For a very long time after being sectioned I fought so hard to end my life. I spent 8 months on 1:1 being watched around the clock but I still tried and tried over again to take my life. I felt hopeless, I felt too broken, too damaged by my past to continue living. 
But things did change. I had my friends, my family, my boyfriend around me, holding my hope for me when I couldn’t hold it my self. I haven’t attempted suicide since January and I no longer feel suicidal. I am lucky, I’m genuinely glad I was found every time I attempted. At the time I was furious but now I feel differently. 

I wish I could say the same for some of my friends. Beautiful, kind souls who saw no way out. I think of them every day and I live my life for them. These women were failed by a system that leaves you falling on your own until crisis happens and you make an attempt. Where is the support to prevent these deaths? Because they are preventable. 

Imagine if we had a system that offered support before crisis? If we listened when someone started asking for help rather than sending them away to get sicker before they qualified for help. Or we never saw the ‘it was attention seeking/ a cry for help/ manipulative’ attitude from the professionals. Imagine how it feels to reach out only to be told ‘if you were serious you wouldn’t tell anyone’. Too many people are silenced.

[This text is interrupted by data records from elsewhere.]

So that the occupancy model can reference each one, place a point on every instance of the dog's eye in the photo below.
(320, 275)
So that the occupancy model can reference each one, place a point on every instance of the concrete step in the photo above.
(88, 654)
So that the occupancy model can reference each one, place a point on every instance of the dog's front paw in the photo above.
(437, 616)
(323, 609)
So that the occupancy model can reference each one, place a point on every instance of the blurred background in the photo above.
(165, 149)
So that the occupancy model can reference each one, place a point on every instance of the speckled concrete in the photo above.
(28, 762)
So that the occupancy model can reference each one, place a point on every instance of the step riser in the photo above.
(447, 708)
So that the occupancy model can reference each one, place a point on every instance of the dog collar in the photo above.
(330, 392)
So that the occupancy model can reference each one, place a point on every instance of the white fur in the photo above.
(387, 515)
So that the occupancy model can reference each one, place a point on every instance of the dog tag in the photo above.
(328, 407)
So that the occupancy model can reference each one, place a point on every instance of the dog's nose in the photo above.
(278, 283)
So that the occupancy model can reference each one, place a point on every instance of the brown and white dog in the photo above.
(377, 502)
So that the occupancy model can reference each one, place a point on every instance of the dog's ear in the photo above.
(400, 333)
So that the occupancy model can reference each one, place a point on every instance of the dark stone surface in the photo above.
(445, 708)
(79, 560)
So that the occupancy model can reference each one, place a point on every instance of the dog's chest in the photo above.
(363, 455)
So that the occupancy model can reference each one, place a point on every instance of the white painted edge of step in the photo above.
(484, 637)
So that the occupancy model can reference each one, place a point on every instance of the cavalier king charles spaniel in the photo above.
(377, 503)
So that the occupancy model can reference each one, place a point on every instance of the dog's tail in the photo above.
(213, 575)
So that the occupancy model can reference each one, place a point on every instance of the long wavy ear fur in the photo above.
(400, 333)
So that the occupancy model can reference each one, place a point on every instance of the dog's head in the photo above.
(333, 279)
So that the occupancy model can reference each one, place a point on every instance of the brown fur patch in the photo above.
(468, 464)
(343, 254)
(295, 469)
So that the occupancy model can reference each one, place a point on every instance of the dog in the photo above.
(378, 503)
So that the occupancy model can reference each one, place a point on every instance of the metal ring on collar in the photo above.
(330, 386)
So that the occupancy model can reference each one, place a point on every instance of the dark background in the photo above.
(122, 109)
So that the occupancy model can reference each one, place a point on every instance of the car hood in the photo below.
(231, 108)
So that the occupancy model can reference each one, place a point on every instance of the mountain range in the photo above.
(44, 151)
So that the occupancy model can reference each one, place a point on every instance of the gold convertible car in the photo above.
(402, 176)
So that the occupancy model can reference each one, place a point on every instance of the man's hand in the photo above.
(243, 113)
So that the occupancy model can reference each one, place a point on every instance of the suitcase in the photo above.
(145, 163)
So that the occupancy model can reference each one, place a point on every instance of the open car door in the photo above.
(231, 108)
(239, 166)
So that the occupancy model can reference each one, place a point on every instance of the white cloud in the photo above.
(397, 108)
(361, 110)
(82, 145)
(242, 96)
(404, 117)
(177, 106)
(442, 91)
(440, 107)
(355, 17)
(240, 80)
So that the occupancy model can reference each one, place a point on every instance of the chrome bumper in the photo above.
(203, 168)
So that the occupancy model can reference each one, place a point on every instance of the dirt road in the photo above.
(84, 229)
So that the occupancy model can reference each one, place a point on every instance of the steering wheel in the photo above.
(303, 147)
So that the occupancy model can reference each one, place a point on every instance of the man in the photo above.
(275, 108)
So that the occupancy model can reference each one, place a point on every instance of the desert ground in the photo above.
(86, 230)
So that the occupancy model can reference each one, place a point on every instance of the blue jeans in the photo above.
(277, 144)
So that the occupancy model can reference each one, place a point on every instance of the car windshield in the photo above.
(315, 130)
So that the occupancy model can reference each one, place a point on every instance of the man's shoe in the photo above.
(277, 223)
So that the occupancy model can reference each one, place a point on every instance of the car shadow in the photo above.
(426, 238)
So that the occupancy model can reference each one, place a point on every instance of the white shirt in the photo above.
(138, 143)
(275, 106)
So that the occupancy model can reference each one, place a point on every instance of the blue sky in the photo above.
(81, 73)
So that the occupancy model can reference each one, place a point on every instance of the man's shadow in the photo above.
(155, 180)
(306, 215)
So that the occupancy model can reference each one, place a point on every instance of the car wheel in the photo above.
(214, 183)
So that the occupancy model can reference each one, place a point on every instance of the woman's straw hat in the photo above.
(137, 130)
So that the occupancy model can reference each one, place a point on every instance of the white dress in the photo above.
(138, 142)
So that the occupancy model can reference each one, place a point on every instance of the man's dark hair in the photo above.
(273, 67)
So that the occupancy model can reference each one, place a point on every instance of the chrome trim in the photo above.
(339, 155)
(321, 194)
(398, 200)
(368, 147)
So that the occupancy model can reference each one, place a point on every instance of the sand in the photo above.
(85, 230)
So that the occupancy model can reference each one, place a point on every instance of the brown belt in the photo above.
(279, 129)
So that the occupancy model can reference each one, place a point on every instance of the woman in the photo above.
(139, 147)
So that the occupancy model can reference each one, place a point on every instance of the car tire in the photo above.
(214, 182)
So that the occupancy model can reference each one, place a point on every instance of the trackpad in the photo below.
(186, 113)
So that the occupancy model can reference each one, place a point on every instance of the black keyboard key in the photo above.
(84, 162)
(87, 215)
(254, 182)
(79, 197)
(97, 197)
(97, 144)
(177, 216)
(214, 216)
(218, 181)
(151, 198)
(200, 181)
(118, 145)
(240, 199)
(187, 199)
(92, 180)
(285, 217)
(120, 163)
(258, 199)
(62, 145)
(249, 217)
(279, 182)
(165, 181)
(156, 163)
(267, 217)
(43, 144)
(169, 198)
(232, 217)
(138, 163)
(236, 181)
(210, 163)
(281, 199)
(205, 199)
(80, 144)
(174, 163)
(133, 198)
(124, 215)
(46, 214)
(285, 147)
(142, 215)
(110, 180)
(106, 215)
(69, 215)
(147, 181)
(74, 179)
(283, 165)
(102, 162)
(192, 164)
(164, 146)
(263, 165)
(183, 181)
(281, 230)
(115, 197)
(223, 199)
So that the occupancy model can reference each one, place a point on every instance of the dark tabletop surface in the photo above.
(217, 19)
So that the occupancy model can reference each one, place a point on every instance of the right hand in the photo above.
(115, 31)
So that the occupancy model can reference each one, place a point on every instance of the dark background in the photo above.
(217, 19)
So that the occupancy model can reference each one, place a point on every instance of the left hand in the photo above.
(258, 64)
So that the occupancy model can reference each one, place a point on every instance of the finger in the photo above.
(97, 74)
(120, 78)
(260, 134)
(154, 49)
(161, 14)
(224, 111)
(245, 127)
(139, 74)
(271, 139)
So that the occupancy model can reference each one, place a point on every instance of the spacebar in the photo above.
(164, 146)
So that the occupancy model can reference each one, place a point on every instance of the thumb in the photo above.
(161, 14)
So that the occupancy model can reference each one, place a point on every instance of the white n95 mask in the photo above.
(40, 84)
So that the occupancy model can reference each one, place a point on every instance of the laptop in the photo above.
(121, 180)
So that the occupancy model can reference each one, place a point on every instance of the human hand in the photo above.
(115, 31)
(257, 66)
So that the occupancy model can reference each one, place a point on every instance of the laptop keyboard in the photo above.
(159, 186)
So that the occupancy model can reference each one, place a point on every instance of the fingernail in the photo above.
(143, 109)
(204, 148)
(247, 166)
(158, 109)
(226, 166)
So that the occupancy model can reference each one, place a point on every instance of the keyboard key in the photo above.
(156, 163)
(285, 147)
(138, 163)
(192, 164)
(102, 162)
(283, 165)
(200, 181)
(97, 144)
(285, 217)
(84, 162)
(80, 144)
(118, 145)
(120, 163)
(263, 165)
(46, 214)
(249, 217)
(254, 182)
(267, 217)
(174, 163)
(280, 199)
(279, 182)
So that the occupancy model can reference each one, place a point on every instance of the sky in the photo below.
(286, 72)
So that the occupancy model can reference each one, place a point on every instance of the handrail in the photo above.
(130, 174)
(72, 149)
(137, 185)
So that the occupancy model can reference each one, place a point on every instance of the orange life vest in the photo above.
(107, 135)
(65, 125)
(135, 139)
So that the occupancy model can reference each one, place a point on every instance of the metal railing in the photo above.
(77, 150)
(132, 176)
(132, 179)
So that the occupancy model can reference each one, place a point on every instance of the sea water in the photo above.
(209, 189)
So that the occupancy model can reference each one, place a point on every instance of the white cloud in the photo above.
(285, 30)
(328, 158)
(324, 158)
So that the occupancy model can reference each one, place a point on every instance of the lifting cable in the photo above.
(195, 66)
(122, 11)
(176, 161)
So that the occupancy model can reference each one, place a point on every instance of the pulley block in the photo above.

 Suicide is such a taboo subject and it shouldn’t be. We put our hands over our ears and eyes and pretend we can’t see it. As do the mental health system. But it’s there and it’s taking too many lives. 

Learning to live

I’m sitting here at home typing this and I’m amazed by the feeling of freedom. I’m on a full week leave from the unit, building up to discharge and I keep expecting someone to tell me off, say I can’t do this or that or ask me to write down my description before I go anywhere!

There are so many things you take for granted every day when you’re not in hospital. The ability to go to bed and wake up when you want, being able to walk out the front door just because, boiling the kettle, shoelaces!  

It’s both exhilarating and unnerving moving towards discharge. I love being at home, I love that I’m not spending all my time watching the music channel waiting for the meds hatch to open anymore. Suddenly I can go out and meet up with friends (also a weird feeling, why would anyone want to meet up with me?!), I’m starting to live again. I feel guilty sometimes when the other girls comment that I’m so lucky to have all this time. But I worked for this.

I worked so hard to get here and it’s taken a long time so I’m going to enjoy it. It’s also hard at times, the thoughts and self harm urges still appear, sometimes the flashbacks get to me, but I’m also stronger now. Before this admission I would have been in A&E every day because I would have acted on the urges, but now I have skills to get through those moments. DBT did not come easily but now I can really see how it’s helped.

And now, I’m going out to meet some wonderful friends today. These girlies kept me sane at my EDU with our illicit diet cokes every day and it’s wonderful to see them all beating anorexia too. So that’s me for today, on my way up to London to terrorise the locals and put the world to rights (probably featuring diet coke!)